Thursday, 11 December 2014

Kevin Bacon game/numbers

Now we have a copy of IMDB movie and actor data in sw format (which BTW, we created using data from here) we can use that for the Kevin Bacon game and Kevin Bacon numbers. See WP for their definition.

In our notation, we can find actors Kevin Bacon numbers using something like:
kevin-bacon-0 |result> => |actor: Kevin (I) Bacon> 
kevin-bacon-1 |result> => actors movies |actor: Kevin (I) Bacon>
kevin-bacon-2 |result> => [actors movies]^2 |actor: Kevin (I) Bacon>
kevin-bacon-3 |result> => [actors movies]^3 |actor: Kevin (I) Bacon>
kevin-bacon-4 |result> => [actors movies]^4 |actor: Kevin (I) Bacon>
... and so on.
And visually looks something like this:

So, easy enough in theory but too slow to do that directly, so we drop back to using file_recall().
The python is not too hard:
# a single layer of the Kevin Bacon game.
# one is a superposition (though should handle kets too)
# returns a superposition.
#
# the code does: 
#   actors movies SUPERPOSITION
# eg: 
#   actors movies |actor: Kevin (I) Bacon>
#
def Kevin_Bacon_game(bacon_file,one):
  if type(one) == str:                   # make sure we have a superposition,
    one = superposition() + ket(one)     # even if fed a string or a ket
  elif type(one) == ket:                 # Hrmm... there has to be a neater way to write this mess!
    one = superposition() + one

#  one = one.apply_sigmoid(clean)         # optional to clean coeffs from our incoming sp

  sp1 = superposition()
  for x in one.data:
    sp1 += file_recall(bacon_file,"movies",x)

  sp2 = superposition()
  for x in sp1.data:
    sp2 += file_recall(bacon_file,"actors",x)

  print("len:",len(sp2))
  return sp2.coeff_sort()


sw_bacon_file = "sw-examples/improved-imdb.sw"    # our imdb data
r = ket("actor: Kevin (I) Bacon")                 # NB: we can choose any actor we like! We have the whole imdb to choose from!
N = 2                                             # How deep we want to go. For now 2, but maybe 4 or bigger later!
for k in range(N):
  r = Kevin_Bacon_game(sw_bacon_file,r)
  C.learn("kevin-bacon-" + str(k + 1),"result",r)
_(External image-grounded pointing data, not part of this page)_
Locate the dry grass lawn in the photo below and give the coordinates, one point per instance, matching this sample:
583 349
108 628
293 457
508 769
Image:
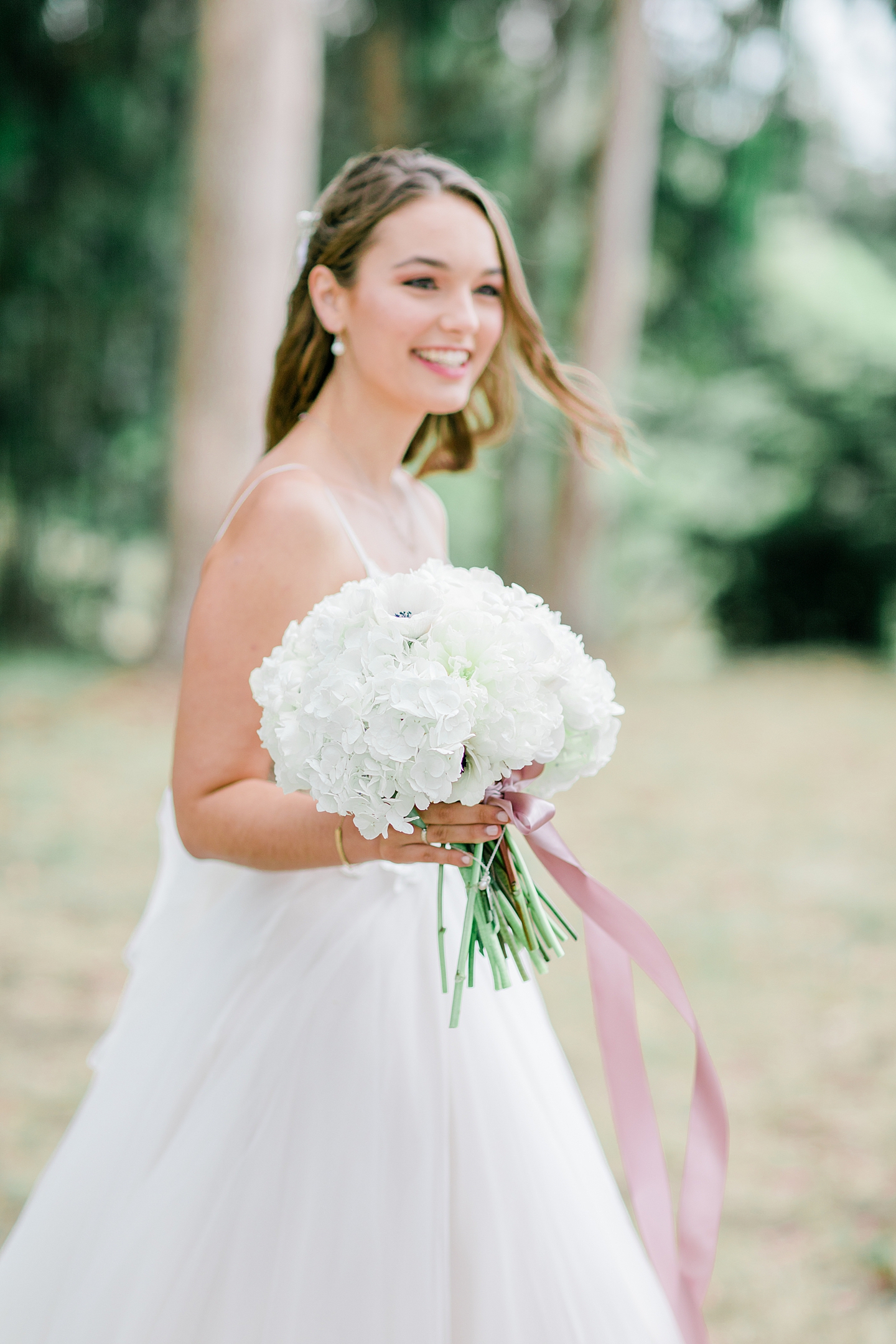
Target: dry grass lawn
749 816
name = "sw-examples/kevin-bacon.sw"               # save the results.
save_sw(C,name)
Indeed, even that might be too slow. So another optimization, we write to disk as we go:
# let's write a version that writes to disk as it goes.
sw_bacon_file = "sw-examples/improved-imdb.sw"    # our imdb data
sw_dest_file = "sw-examples/fast-write--kevin-bacon.sw" # where we are going to save the results
dest = open(sw_dest_file,'w')

# write the context header:
dest.write("|context> => |context: Kevin Bacon game>\n\n")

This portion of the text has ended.